LA COMMISSION EXAMINE LA POSSIBILITE D’ACCORDER UNE SUBVENTION AU TRIBUNAL SPECIAL POUR LA SIERRA LEONE POUR PALLIER L’INSUFFISANCE DES CONTRIBUTIONS VOLONTAIRES
Communiqué de presse AG/AB/803 |
Cinquième Commission
37ème séance – matin
LA COMMISSION EXAMINE LA POSSIBILITE D’ACCORDER UNE SUBVENTION AU TRIBUNAL SPECIAL POUR LA SIERRA LEONE POUR PALLIER L’INSUFFISANCE DES CONTRIBUTIONS VOLONTAIRES
La Cinquième Commission (administrative et budgétaire) a entamé ce matin l’examen de la demande de subvention pour le Tribunal spécial pour la Sierra Leone formulée par le Secrétaire général.

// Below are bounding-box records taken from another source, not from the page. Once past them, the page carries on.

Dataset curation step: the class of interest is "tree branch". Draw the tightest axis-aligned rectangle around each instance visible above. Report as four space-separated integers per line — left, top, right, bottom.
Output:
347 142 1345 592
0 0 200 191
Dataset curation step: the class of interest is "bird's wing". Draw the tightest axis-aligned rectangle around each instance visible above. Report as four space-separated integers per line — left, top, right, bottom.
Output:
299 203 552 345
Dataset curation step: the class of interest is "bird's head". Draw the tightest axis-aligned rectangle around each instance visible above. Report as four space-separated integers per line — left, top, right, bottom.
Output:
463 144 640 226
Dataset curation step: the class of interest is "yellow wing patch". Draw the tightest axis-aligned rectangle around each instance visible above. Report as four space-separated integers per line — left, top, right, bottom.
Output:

Le Tribunal spécial est chargé de juger ceux qui portent la responsabilité la plus lourde des crimes contre l’humanité, crimes de guerre et autres violations graves du droit humanitaire commis sur le territoire de la Sierra Leone. Comme l’a rappelé M. Warren Sach, Directeur de la planification des programmes et du budget, il avait été décidé lors de la création du Tribunal que ce dernier serait financé au moyen de contributions volontaires. Or, il se trouve que les contributions versées jusqu’à présent ne permettront de financer les activités du Tribunal que jusqu’à la fin de sa deuxième année de fonctionnement, soit jusqu’au 30 juin 2004. En outre, les efforts pour mobiliser des ressources supplémentaires n’ont pas encore donné de résultats suffisants.
C’est pourquoi, le Secrétaire général demande à l’Assemblée générale d’approuver une subvention d’un montant maximum de 40 millions de dollars, dont 16,7 millions pour la période du 1er juillet au 31 décembre 2004 et un solde de 23,3 millions pour 2005 afin que le Tribunal puisse achever son mandat. Le Comité consultatif pour les questions budgétaires et administratives (CCQAB) a fait savoir par le biais de son Président, M. Vladimir Kuznetov, qu’à ce stage il recommandait à l'Assemblée générale de dégager une subvention de 16,7 millions pour la période du 1er juillet au 31 décembre 2004.
Soulignant l’importance du Tribunal spécial pour la Sierra Leone pour la paix et la sécurité dans la région, certaines délégations ont estimé que le seul moyen de lui permettre de mener à bien son mandat était d’approuver la proposition du Secrétaire général. Seul organe judiciaire à composition internationale qui a son siège dans le pays où ont été commis les crimes, le Tribunal a été salué par le représentant des Etats-Unis pour son fonctionnement efficace, efficient et pour son indépendance. S’il a également donné son appui à la proposition du Secrétaire général, il a néanmoins souhaité, tout comme la représentante de la Nouvelle-Zélande, au nom du Groupe CANZ, que la subvention dégagée soit accompagnée de la définition d’une stratégie d’achèvement. Tout retard dans la prise de décision concernant le financement du Tribunal aurait des incidences fâcheuses sur son fonctionnement, a prévenu de son côté le représentant de la Sierra Leone qui lui aussi a appelé la Commission à appuyer la proposition du Secrétaire général.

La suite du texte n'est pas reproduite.